The hypervisor must take all of them to modifying the scheduler.
Creation/Destruction
All the struct starpu_sched_component * starpu_sched_component_foo_create()
function return a initialized struct starpu_sched_component.
The void starpu_sched_component_destroy(struct starpu_sched_component * component)
function call component->deinit_data(component) to free data allocated during
creation
Workers components are particulars, there is no creation function, only
accessor to guaranty uniqueness of worker components. worker_component->workers and
worker_component->workers_in_ctx should not be modified.
Add/Remove workers
I see 2 way for adding/removing workers of the scheduler
The hypervisor block all the scheduling and modify the scheduler in
the way it wants, and then update all component->workers_in_ctx bitmaps, and
all component->push_task should respect it.
And the second one may be done in an atomic way. The struct
starpu_sched_tree hold a struct starpu_bitmap * that represent
available workers in context. All component can make a call to struct starpu_bitmap
* starpu_sched_component_get_worker_mask(unsigned sched_ctx_id) to see
where they can push a task according to available workers.
But with this way we have a problem for component->estimated_end, in case
of fifo, we have to know how many workers are available to the fifo
component. We also have a problem for shared object. The first way seems to
be better.
Hierarchical construction
Bugs everywhere, works only in simple and particulars cases.

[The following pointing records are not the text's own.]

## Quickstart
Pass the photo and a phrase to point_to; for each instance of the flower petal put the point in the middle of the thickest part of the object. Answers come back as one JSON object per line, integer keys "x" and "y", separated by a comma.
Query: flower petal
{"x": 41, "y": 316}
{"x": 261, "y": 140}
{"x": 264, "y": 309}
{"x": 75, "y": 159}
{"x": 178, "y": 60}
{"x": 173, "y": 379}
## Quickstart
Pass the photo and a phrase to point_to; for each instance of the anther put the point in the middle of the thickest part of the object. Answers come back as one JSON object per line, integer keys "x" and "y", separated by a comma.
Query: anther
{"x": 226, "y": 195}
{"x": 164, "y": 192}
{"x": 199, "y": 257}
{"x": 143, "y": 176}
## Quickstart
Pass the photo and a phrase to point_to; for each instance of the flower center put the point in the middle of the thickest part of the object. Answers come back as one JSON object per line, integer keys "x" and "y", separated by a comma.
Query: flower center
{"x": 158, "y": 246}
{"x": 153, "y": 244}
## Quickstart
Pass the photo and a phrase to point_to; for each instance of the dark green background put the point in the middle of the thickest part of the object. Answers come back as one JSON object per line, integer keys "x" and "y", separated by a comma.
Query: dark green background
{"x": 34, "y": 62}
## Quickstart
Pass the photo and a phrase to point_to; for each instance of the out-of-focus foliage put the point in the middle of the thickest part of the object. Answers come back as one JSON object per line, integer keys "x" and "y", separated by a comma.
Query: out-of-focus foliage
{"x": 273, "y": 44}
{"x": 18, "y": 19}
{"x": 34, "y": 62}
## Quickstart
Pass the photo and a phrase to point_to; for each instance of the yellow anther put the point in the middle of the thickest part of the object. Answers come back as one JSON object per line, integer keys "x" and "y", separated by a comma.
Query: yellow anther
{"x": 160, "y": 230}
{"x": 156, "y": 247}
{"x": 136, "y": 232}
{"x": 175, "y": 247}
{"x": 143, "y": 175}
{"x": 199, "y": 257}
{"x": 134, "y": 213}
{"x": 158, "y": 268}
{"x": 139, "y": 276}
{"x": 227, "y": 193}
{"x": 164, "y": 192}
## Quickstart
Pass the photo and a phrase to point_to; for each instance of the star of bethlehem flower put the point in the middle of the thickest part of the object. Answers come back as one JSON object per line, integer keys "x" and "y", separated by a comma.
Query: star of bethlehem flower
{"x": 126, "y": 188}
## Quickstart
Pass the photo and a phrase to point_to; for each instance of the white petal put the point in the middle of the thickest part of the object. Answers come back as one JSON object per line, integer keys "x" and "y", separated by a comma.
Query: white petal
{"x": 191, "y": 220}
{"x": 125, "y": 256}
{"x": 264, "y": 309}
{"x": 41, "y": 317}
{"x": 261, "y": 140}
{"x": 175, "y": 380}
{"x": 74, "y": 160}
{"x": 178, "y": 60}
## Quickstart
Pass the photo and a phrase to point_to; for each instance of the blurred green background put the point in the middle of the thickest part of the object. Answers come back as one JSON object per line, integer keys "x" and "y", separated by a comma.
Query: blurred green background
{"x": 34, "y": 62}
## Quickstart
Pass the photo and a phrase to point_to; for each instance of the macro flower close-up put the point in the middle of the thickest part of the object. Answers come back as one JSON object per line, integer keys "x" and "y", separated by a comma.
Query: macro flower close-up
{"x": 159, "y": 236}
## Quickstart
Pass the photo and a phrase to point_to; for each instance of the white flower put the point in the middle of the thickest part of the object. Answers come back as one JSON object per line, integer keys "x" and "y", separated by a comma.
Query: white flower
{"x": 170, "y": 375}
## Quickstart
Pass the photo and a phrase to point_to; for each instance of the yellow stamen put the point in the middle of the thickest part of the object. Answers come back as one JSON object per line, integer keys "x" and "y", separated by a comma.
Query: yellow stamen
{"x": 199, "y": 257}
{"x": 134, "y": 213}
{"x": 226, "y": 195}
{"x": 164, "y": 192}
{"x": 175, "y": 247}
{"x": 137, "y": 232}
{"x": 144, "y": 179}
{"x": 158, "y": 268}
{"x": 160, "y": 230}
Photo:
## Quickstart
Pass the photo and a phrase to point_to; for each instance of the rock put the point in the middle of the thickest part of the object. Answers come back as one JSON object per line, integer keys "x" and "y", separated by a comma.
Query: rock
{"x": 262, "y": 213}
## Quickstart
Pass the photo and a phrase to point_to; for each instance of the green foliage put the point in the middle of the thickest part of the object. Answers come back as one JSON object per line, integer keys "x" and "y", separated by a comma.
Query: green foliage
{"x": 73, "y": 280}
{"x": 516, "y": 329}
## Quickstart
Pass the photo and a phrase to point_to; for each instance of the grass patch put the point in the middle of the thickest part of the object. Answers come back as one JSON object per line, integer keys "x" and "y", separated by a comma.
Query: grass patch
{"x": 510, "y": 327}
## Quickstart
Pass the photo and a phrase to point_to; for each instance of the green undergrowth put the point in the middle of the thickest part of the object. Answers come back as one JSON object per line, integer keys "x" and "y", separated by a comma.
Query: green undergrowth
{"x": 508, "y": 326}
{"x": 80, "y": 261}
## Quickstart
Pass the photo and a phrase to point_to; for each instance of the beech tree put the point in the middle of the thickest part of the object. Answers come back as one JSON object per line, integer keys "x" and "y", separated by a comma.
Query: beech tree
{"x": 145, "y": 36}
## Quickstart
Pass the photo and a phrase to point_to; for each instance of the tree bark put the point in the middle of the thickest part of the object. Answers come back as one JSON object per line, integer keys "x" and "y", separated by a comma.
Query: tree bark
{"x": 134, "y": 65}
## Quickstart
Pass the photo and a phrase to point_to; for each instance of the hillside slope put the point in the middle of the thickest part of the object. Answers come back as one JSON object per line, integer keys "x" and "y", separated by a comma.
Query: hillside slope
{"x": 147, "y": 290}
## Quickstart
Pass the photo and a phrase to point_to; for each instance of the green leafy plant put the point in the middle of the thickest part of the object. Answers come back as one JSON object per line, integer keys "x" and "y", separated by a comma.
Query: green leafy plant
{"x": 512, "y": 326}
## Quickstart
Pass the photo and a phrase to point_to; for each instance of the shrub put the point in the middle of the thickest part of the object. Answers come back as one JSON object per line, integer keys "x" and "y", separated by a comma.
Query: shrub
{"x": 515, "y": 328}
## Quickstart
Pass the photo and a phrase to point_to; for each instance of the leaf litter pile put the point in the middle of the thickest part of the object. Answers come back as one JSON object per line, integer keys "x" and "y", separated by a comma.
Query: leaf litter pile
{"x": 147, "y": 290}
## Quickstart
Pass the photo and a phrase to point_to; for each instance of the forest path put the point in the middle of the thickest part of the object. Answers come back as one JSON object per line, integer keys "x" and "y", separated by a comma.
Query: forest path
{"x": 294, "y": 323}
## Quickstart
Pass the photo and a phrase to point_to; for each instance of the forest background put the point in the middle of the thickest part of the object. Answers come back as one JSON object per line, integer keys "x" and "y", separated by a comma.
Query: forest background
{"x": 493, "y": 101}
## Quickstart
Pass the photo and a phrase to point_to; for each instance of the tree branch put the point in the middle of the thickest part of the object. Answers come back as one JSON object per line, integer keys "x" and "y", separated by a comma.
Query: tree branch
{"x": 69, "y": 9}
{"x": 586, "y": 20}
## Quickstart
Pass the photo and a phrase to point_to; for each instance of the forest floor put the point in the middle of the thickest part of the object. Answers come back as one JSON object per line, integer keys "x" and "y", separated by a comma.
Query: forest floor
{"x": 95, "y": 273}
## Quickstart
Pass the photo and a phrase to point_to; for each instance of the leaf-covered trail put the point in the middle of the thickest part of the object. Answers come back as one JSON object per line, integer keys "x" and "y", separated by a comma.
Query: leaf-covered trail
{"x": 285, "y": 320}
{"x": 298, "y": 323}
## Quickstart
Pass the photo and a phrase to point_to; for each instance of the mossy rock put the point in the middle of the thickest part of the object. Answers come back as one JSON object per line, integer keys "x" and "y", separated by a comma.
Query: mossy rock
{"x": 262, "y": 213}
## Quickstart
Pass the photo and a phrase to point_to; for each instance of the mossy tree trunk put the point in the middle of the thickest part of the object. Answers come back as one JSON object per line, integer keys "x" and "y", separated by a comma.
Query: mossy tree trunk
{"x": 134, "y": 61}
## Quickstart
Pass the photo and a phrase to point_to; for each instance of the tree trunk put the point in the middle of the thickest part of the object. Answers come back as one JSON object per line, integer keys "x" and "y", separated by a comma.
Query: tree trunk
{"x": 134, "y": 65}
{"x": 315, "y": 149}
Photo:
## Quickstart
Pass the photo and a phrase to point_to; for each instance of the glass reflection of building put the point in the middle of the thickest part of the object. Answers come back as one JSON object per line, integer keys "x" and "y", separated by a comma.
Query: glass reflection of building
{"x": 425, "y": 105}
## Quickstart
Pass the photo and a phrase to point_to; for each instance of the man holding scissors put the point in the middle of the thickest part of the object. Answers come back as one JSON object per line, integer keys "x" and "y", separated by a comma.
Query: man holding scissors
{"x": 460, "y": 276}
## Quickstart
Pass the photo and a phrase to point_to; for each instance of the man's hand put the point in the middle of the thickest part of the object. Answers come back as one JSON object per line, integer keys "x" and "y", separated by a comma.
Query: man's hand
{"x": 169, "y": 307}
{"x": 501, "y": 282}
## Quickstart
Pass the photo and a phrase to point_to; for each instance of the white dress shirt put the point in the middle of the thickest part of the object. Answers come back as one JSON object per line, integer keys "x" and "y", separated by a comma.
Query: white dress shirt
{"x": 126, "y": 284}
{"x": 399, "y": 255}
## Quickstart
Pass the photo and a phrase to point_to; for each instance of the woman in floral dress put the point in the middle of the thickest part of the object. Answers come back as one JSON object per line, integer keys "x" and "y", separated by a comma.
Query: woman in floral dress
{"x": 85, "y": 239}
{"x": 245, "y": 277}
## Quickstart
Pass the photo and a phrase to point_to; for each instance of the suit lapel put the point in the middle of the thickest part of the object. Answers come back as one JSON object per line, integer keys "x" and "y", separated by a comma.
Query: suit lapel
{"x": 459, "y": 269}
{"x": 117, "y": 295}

Its difficult to guess where we should plug accelerators because we cant rely on
hwloc topology. Hierarchical heft seems to work on simple machines with numa components
and GPUs
this fail if hwloc_socket_composed_sched_component or hwloc_cache_composed_sched_component is not
NULL
Various things
In several place realloc is used (in prio_deque and for
starpu_sched_component_add_child), because we should not have a lot
different priority level nor adding too many childs.